Sam laughed as he pictured himself going out into the swamps: the sweat running down his pockmarked face; his almost bald head with its band of slicked-down black hair bobbing among the sawgrass; his stocky body and round little paunch pressing through the dense undergrowth. It was impossible.

Relieved at having come to this conclusion, he took out the Fowler brief and began reading. He had scanned a whole page before realizing he hadn't absorbed a word.

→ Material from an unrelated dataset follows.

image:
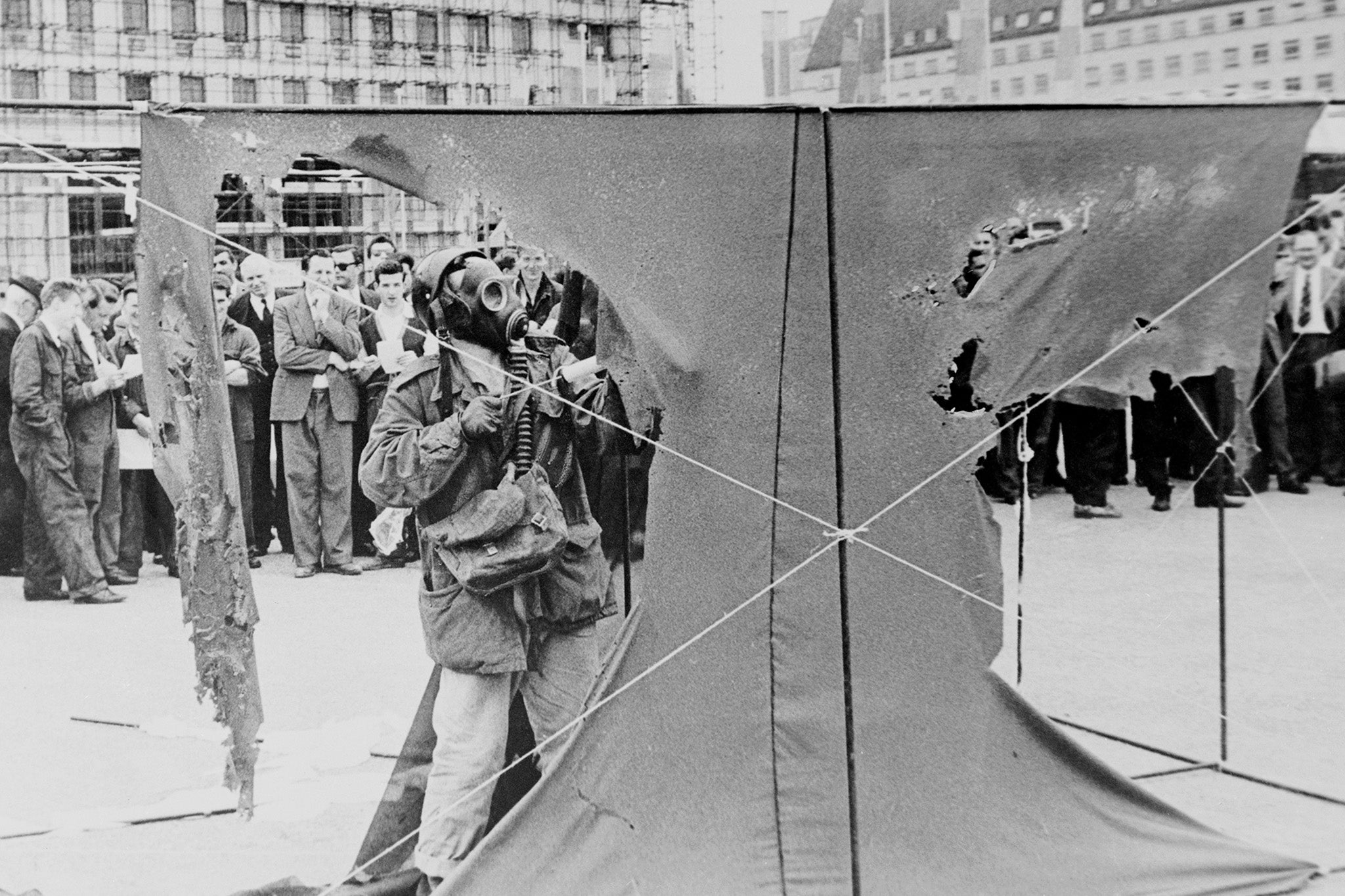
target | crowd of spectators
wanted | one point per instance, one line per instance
(305, 370)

His mind was revolving around and around like a tire caught in the snow. Why shouldn't he go, he wondered. After all, when a man got to be his age, he started regretting all the things he had wanted to do but never had the nerve to try. Take, for instance, jello. There was a time when all he could think about was doing it in a big pool of partially gelled imitation raspberry. Now, if he'd have been smart, he would have just gone to Hendricks's, bought twenty or twenty-five packages of the stuff, filled up the bathtub, dumped in ten pounds of ice, and waited till it set. But he couldn't even buy it. Jesus, like he thought Hendricks's would know anyone who bought twenty-five packages of imitation raspberry was a pervert. To top it off, he was worried about what his wife, Lizzie, would think. Little had he known then about the pimple-faced delivery boy she was getting it on with, while pretending to be stocking the bomb shelter. It took them five years just to make a dent in the Lipton's soup.